Hi
@AlisonBaxter it's likely to be so individual from what I have gleaned, and trust me, I have read so much to get an answer, as I am currently honeymooning without insulin, and live in fear of the day that all changes.
I was told that if/when I start waking constantly over 6, and staying above 8 for extended periods after eating, it will be time to start insulin, and the honeymoon will be ending.
I eat low carb, (100g/day, c.25g per meal plus a couple of nut snacks), and exercise daily - so although my diet is restricted it is not identical each day, but my Libre helps keep me in check and see where I have gone over night and the real spikes etc.
If I ate a 'normal' carb-filled diet I am sure I would need to be on insulin to get my levels down, and be stressing my pancreas into quick submission.
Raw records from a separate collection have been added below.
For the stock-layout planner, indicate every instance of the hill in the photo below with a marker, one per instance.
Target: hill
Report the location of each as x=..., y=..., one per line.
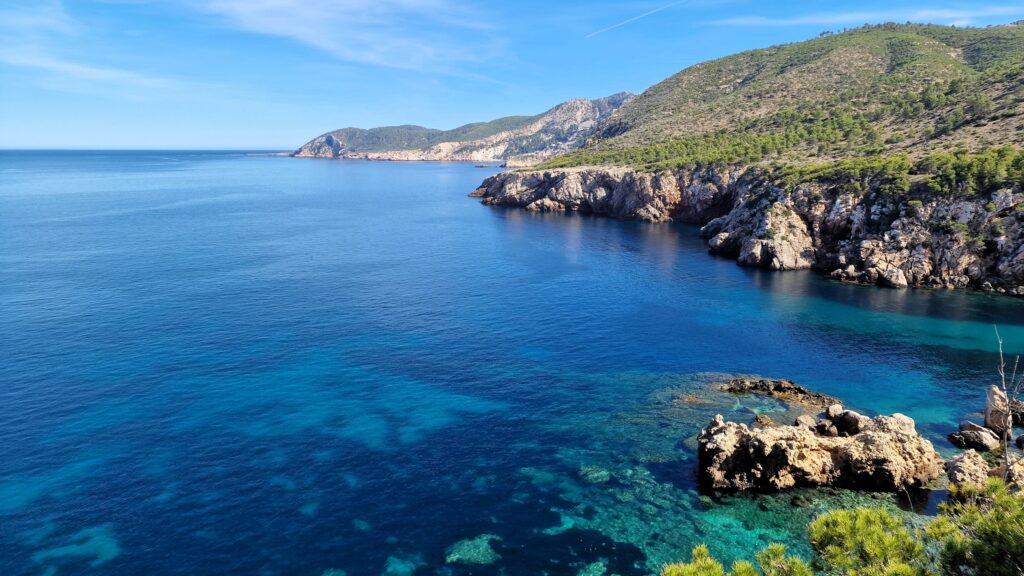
x=878, y=89
x=886, y=155
x=529, y=138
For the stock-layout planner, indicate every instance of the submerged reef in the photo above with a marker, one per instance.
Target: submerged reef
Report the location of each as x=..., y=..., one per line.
x=473, y=550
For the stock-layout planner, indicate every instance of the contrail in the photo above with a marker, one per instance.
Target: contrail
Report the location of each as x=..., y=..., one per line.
x=634, y=18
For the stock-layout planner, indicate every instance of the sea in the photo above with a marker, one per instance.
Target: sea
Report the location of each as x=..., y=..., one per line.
x=221, y=363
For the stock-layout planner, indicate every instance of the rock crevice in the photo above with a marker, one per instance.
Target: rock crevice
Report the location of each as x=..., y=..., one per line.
x=873, y=237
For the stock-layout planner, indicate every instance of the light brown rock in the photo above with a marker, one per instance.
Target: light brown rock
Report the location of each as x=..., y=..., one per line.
x=968, y=468
x=888, y=454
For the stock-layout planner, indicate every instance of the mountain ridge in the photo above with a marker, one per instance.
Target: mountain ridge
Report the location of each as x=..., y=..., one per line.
x=521, y=139
x=889, y=155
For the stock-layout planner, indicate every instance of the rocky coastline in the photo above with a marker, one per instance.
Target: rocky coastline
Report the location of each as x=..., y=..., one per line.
x=845, y=449
x=869, y=237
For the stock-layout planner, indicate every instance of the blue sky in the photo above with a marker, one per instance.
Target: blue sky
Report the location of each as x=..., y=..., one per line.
x=271, y=74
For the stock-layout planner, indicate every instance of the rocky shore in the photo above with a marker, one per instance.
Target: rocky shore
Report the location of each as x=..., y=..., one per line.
x=843, y=448
x=848, y=450
x=869, y=237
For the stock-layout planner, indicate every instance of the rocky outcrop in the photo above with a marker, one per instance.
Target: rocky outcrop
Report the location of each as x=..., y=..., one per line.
x=968, y=468
x=517, y=140
x=887, y=454
x=873, y=237
x=785, y=391
x=974, y=437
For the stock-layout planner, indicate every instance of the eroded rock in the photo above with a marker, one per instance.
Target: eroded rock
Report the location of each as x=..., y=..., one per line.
x=888, y=454
x=870, y=236
x=975, y=437
x=968, y=468
x=785, y=391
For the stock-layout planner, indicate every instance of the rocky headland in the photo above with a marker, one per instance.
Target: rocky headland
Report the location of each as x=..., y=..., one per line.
x=866, y=235
x=519, y=140
x=845, y=449
x=884, y=454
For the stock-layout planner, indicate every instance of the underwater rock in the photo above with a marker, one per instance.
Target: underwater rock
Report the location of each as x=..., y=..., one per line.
x=594, y=475
x=783, y=389
x=403, y=566
x=1017, y=412
x=473, y=550
x=997, y=415
x=97, y=543
x=599, y=568
x=973, y=436
x=849, y=422
x=887, y=455
x=806, y=421
x=968, y=468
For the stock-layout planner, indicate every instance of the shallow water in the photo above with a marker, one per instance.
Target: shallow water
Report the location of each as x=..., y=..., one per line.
x=221, y=364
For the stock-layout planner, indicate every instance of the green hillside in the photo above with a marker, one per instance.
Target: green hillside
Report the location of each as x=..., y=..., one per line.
x=416, y=137
x=878, y=90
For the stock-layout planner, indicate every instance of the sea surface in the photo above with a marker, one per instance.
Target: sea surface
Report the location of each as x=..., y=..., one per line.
x=215, y=363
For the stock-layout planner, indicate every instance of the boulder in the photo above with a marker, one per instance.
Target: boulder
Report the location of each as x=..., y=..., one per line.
x=808, y=421
x=849, y=422
x=887, y=455
x=968, y=468
x=975, y=437
x=997, y=415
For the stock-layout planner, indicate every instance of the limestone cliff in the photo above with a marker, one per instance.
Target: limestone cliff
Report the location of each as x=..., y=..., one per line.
x=870, y=236
x=517, y=140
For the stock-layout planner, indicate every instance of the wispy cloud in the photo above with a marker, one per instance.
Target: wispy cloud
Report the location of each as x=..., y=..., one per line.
x=635, y=18
x=33, y=35
x=404, y=34
x=952, y=16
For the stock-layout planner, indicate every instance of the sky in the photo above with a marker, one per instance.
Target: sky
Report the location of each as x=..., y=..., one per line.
x=272, y=74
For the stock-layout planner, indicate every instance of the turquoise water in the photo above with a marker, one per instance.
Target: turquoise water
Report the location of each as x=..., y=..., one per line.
x=222, y=364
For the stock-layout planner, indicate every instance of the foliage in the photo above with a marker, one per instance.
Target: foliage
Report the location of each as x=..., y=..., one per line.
x=981, y=531
x=962, y=173
x=866, y=542
x=875, y=90
x=772, y=561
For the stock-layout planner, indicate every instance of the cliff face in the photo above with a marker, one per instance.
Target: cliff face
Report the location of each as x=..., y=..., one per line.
x=913, y=239
x=519, y=140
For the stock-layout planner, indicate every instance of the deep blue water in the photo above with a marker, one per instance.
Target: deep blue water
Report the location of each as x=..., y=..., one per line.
x=221, y=364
As I'm not a 'foodie' I am happy to 'go without' and prolong my time without insulin in any way I can, including reducing as much stress as possible, (spikes me more than a bag of jelly babies, probably!), and following @glucosegoddess on instagram's hacks (Jessie Inchauspé).
From my own experience I would say the honeymoon will be over when insulin is needed and small amounts don't bring on a hypo because my pancreas has stopped being 'helpful' - I tried for 3 weeks and on 3 units of humulin M3 twice a day I was dipping to the low 4s and treating with Quality Street (it was Christmas!) from being in the 20s at diagnosis aged 51, so I needed to come off it for my sanity.
After 12 months of low carb my HbA1c has kept reducing and my GAD antibodies have also decreased, and I will have my c-peptide re-checked in the summer, as I am bit of an anomaly.
I totally get the wanting to know and have 'proper' definitive answers, but after 16 months I am (happily?) resigned to the fact that with diabetes, there is no such thing.
Just seen you latest post - infections, illness, antibiotics, steroids (everything!) will increase most likely your BG, hopefully temporarily, so I would expect your insulin requirement to go back down a bit when you recover, but your diabetes team will be able to guide you on that.